We can intimately get to know each other through our earthly relationships, but we can also intimately develop a relationship with Christ via prayer. Living intimately, from the depths of connection, we begin to feel for one another. We join in sorrow, and joy. Tears merge, until only one drop falls. It is how we come alive, together.
Anyone can have a spiritual father but it takes effort and a working relationship on both of your parts. Your priest wants to help you. A commitment to regular confession and obedience are two of the biggest hallmarks necessary to maintaining effort, improving your prayer and church life is next and the rest is God. As church, prayer, fasting and confession are all vital to being Orthodox, this is why having a spiritual father makes perfect sense to understanding the faith.
How do I find a spiritual father?
Some can dive right in but others cannot. If you’re in the latter camp, this part is for you. Finding a spiritual father takes time. He may be your parish priest, he may not. Most parish priests will be honored if you declare them yours but that is not always the case. You find one by getting in the habit of regular confession with your parish priest. If you’re traveling, get the blessing of your spiritual father and let them know you will be away. Each priest has a similar but slightly different confession style.
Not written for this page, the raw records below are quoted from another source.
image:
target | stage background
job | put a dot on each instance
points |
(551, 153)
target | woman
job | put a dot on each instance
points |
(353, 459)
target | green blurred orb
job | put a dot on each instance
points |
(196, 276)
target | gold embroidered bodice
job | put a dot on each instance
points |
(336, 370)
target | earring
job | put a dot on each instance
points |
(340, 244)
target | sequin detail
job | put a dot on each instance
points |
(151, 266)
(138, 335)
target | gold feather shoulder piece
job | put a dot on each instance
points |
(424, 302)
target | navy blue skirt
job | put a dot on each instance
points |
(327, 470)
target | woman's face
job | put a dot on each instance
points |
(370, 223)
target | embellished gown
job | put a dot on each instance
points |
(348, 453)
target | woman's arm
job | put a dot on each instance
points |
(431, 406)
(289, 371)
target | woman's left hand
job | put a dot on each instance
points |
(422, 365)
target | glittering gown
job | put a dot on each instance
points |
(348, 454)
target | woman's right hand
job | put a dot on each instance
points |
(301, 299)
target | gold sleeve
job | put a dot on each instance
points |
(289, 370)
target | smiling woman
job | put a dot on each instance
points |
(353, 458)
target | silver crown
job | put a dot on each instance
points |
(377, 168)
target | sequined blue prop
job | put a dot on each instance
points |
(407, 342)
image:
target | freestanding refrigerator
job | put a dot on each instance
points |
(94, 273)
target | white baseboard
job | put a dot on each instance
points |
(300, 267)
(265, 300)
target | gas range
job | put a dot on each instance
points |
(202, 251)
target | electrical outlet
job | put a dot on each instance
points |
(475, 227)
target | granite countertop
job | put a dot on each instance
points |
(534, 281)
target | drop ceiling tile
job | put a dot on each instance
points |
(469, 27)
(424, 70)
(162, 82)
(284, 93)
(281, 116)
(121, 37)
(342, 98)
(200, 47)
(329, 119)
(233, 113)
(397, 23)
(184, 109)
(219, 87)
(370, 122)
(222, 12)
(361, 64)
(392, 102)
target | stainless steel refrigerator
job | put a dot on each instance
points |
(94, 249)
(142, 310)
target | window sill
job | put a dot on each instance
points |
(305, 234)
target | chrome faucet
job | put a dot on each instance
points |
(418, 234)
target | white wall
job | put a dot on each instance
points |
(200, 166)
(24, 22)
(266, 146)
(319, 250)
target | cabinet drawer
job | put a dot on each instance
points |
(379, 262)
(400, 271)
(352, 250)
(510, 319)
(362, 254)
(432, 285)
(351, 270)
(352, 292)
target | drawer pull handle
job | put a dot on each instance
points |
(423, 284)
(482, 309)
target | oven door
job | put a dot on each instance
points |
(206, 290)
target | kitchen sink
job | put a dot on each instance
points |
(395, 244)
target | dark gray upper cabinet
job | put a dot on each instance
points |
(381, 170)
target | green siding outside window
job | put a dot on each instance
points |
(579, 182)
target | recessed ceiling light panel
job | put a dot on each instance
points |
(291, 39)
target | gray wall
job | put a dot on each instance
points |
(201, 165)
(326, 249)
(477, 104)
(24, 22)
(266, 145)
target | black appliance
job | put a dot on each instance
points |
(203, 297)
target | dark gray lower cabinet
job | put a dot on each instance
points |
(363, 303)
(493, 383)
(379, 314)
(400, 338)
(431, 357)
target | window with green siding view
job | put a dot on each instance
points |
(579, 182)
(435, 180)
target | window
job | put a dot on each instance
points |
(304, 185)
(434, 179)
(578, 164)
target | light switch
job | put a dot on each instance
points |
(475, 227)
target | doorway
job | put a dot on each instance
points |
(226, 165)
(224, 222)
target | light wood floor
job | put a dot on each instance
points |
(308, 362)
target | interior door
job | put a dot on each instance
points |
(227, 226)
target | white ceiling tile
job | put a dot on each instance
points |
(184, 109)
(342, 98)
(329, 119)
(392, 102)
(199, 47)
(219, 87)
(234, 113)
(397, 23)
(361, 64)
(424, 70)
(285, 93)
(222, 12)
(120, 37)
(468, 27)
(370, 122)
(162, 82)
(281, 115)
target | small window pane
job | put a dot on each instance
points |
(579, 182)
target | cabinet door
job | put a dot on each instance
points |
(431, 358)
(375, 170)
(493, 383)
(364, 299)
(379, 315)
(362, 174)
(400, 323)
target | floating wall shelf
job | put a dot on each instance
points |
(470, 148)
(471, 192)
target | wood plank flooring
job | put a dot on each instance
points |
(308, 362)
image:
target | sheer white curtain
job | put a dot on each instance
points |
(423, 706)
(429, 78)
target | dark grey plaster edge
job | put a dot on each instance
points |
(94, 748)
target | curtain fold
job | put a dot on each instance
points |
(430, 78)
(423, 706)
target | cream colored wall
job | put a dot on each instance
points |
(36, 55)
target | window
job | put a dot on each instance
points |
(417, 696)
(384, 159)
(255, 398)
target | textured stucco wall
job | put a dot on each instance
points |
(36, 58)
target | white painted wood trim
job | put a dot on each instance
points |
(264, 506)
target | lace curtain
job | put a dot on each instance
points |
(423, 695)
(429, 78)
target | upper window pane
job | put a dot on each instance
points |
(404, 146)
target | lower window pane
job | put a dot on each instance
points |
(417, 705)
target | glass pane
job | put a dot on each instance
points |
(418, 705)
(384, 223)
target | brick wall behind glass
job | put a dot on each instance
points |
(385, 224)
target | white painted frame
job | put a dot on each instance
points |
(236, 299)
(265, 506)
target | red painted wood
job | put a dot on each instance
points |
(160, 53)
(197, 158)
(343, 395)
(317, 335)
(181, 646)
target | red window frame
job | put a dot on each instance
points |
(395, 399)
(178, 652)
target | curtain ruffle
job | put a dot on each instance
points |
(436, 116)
If one makes you feel more comfortable confessing to them, this is a good sign.
Also, get in the habit of introducing yourself and striking up a conversation with the clergy at parish events. Act polite and respectful every time. The more you do this, the more you get to build a relationship with them. This is key and will make the transition much easier and smoother for whoever you declare as your spiritual father.
What will be required of me?
That depends upon your confessions and needs. At the minimum, going to services and confession regularly as well as obedience.
Can my spiritual father be different from my father confessor?
Know his role and yours.
Spiritual fathers are shared – by many other spiritual children, their wives, their children and maybe even grandchildren. Be grateful and make the most of when you two get to talk, but also respect their time.
Can my spiritual father be a monk?
Yes, but it’s not absolutely necessary. Usually, most people seek out a priest because they too can give them more relateable advice in comparison to monks who detached themselves from our world.
However, there are some monks that have some wise insight to share on marriage. St John Chrysostom’s On Marriage and Family Life comes highly recommended for engaged couples and he never married.
Can I have a spiritual mother?
What’s so wrong with the world?
We are still living in the world and will never truly separate ourselves from everything of this world but the idea is to remove temptations that distracts us from church life.
Since Adam and Eve, our world is fallen. Our world wants to continually remind us that we don’t need God. In Orthodoxy, we are instructed to let ourselves die in this world so we can be alive to the heavenly kingdom. Heaven is not a guarantee simply because we think we’re good people. We work and strive through our prayer and fasting and attendance of church services and belief against all odds that we may prove ourselves to our Heavenly Father.